A Comprehensive Survey on Vector Database: Storage and Retrieval Technique, Challenge

Yikun Han,Chunjiang Liu,Pengfei Wang
2023-10-18
Abstract:A vector database is used to store high-dimensional data that cannot be characterized by traditional DBMS. Although there are not many articles describing existing or introducing new vector database architectures, the approximate nearest neighbor search problem behind vector databases has been studied for a long time, and considerable related algorithmic articles can be found in the literature. This article attempts to comprehensively review relevant algorithms to provide a general understanding of this booming research area. The basis of our framework categorises these studies by the approach of solving ANNS problem, respectively hash-based, tree-based, graph-based and quantization-based approaches. Then we present an overview of existing challenges for vector databases.

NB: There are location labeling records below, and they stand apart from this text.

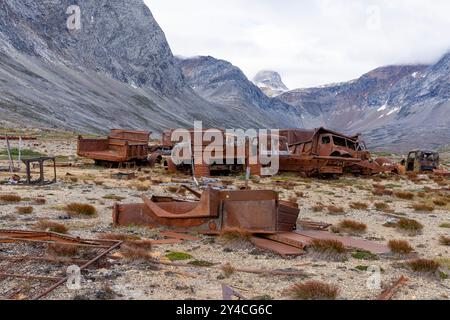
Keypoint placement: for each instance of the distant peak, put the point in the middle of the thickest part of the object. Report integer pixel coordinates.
(270, 82)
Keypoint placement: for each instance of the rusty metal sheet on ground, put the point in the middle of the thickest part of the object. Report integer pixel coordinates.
(361, 244)
(179, 235)
(277, 247)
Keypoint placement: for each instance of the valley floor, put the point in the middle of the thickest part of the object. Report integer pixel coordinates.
(123, 279)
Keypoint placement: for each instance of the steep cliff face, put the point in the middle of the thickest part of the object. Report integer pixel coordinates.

Lastly, we sketch how vector databases can be combined with large language models and provide new possibilities.
Databases,Artificial Intelligence
What problem does this paper attempt to address?

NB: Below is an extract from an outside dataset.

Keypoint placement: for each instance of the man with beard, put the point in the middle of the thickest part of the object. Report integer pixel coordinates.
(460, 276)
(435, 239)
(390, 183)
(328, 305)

The paper primarily explores the research progress and challenges faced by Vector Databases and proposes the possibility of combining Vector Databases with large language models. Specifically: 1. **Research Background**: - Vector databases are used to store high-dimensional data, which cannot be effectively managed by traditional Database Management Systems (DBMS). - Although there are currently few articles on existing or new vector database architectures, the problem of Nearest Neighbor Search (NNS) has been studied for a long time, and related algorithms are documented in the literature. 2. **Research Purpose**: - This paper aims to comprehensively review related algorithms and provide an overall understanding of this rapidly developing research field. - The paper organizes these studies through a classification method, mainly dividing them into hash-based, tree-based, graph-based, and quantization-based methods to solve the Approximate Nearest Neighbor Search (ANNS) problem. - The paper also outlines the existing challenges of vector databases and discusses how to combine vector databases with large language models to provide new possibilities. 3. **Main Content**: - **Storage Technologies**: Including sharding, partitioning, caching, and replication, these technologies help improve the scalability and performance of vector databases. - **Search Technologies**: Detailed introduction of different algorithms for Nearest Neighbor Search (NNS) and Approximate Nearest Neighbor Search (ANNS), such as tree-based methods (KD-tree, Ball-tree, R-tree, M-tree) and hash-based methods (Locality-Sensitive Hashing, Spectral Hashing, Deep Hashing). 4. **Core Contributions**: - By providing a comprehensive literature review, it offers a thorough understanding of vector databases and related technologies. - It explores the potential of future integration of vector databases with large language models, pointing out the direction for the development of this field. In summary, this paper aims to provide a comprehensive framework for the research of vector databases by systematically reviewing existing technologies and proposing new development directions.